Początkowo PKO zakładało zburzenie wrośniętego w tkankę stołecznego śródmieścia symbolu i wybudowanie wysokościowca bądź innej konstrukcji. Zgłoszono 214 projektów, jednak w dużej części budziły one wiele kontrowersji. Na przełomie kwietnia i maja 2013 roku zorganizowano miesięczne konsultacje społeczne w sprawie ponownej renowacji Rotundy. Ostatecznie zdecydowano się na koncepcję odtworzenia istniejącego projektu w udoskonalonej i zmodernizowanej wersji.
Rozbiórkę rozpoczęto w marcu 2017 roku, lecz w trakcie prac warszawski konserwator zabytków wstrzymał działania. Okazało się, że pierwotny szkielet - mimo poważnych zniszczeń z lutego 1979 roku - był oryginalną konstrukcją z lat 60. XX wieku. Wojewódzki konserwator uznał jednak ostatecznie, że rozbiórka jest zbyt zaawansowana na jej zaprzestanie, dlatego prace ruszyły dalej.

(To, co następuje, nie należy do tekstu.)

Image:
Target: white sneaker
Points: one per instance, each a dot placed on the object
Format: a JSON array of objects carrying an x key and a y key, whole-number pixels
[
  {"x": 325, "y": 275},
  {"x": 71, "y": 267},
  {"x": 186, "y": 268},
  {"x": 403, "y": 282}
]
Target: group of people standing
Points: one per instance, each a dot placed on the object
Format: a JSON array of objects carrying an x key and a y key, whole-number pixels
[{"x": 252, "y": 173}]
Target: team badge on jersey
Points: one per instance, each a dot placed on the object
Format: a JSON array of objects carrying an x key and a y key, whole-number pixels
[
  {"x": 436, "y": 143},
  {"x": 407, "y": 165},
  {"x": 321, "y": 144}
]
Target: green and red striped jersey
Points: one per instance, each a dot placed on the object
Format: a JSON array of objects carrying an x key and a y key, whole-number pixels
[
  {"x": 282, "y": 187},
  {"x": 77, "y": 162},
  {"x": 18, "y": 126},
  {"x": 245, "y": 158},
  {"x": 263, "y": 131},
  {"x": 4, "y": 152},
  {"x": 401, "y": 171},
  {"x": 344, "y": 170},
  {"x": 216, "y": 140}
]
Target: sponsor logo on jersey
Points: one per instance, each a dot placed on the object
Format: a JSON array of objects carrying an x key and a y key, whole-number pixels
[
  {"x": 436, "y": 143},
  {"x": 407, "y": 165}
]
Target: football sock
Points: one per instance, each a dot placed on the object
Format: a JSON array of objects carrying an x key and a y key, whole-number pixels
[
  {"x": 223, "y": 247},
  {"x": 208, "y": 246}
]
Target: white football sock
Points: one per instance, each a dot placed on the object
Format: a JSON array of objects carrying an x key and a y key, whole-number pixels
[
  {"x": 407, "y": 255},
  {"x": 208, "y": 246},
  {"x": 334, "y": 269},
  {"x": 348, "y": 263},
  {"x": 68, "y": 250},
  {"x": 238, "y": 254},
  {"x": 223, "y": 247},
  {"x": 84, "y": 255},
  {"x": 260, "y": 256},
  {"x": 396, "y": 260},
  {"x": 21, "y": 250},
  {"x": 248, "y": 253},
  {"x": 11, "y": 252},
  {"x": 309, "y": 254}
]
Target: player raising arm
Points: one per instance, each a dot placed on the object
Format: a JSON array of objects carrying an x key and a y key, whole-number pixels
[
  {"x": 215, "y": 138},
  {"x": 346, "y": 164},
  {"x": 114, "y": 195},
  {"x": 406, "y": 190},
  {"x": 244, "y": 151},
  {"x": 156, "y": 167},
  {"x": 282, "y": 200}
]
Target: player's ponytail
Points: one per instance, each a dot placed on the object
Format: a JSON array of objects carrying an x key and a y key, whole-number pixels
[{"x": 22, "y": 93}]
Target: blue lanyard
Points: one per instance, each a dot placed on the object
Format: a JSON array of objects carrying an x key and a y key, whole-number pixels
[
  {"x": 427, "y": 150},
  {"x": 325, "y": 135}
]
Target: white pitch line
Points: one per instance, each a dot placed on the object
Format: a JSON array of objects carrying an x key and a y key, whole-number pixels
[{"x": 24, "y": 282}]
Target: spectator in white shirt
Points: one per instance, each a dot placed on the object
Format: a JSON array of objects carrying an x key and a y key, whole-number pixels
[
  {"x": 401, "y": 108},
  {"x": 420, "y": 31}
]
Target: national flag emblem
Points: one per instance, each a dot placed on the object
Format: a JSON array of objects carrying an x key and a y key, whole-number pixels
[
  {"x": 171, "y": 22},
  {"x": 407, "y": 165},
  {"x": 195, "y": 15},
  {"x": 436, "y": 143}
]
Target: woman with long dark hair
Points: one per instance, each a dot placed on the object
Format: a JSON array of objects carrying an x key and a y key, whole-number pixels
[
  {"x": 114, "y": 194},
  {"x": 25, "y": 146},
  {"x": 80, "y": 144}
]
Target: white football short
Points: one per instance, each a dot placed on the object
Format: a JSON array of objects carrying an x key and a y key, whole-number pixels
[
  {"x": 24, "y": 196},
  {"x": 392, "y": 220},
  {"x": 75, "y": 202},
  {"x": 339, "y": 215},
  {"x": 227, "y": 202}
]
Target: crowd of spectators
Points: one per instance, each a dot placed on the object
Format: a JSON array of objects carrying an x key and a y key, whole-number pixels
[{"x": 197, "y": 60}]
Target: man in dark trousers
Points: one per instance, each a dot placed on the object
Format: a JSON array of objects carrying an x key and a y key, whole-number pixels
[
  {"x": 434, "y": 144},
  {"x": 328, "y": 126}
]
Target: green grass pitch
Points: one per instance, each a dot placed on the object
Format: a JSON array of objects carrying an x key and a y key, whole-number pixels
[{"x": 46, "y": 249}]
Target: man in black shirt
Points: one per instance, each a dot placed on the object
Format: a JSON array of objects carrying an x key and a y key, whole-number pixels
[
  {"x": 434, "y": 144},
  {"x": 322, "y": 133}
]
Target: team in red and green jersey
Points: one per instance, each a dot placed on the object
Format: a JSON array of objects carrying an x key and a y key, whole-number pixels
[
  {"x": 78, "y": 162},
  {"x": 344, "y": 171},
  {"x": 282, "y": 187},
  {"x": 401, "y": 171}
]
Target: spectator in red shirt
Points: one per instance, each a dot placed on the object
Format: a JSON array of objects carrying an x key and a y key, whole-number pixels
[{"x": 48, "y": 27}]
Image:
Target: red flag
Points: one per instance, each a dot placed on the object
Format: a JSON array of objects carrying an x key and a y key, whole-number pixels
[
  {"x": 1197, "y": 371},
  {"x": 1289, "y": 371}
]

Nowy budynek - zbliżony wyglądem do oryginalnej bryły - otwarto ponownie 30 listopada 2019 roku. Po niemal trzech latach wyłączenia z użytku Rotundę powitano z pompą. Gmach urozmaiciło obsadzenie go 17,5 tys. roślin.
Według założeń projektantów parter i podziemia przeznaczono na użytek banku, piętro z kolei miała stanowić ogólnodostępna przestrzeń z kawiarnią. Ta działała jednak krótko, ponieważ najpierw jej funkcjonowanie utrudniła pandemia koronawirusa, a w lipcu 2021 roku PKO i operator zakończyli współpracę. Z lokalu rozpościerała się panorama na Pałac Kultury i Nauki oraz stołeczne wieżowce. Władze banku zachwalały podczas otwarcia, że wreszcie możliwe będą nie tylko spotkania "pod Rotundą", ale także "w Rotundzie". Pomysł jednak upadł. Obecnie - jak przekazali nam pracownicy oddziału - piętro stanowi "prywatną przestrzeń PKO".
Od strony Ściany Wschodniej wybudowano natomiast patio poświęcone wydarzeniom z 15 lutego 1979 roku. Na obniżonym względem gruntu skwerku, do którego prowadzą betonowe schody, znajduje się otulony roślinnością front. Na nim z kolei umieszczono specjalną tablicę, upamiętniającą 49 ofiar potwornej tragedii sprzed 45 lat. Największej katastrofy w powojennej Warszawie.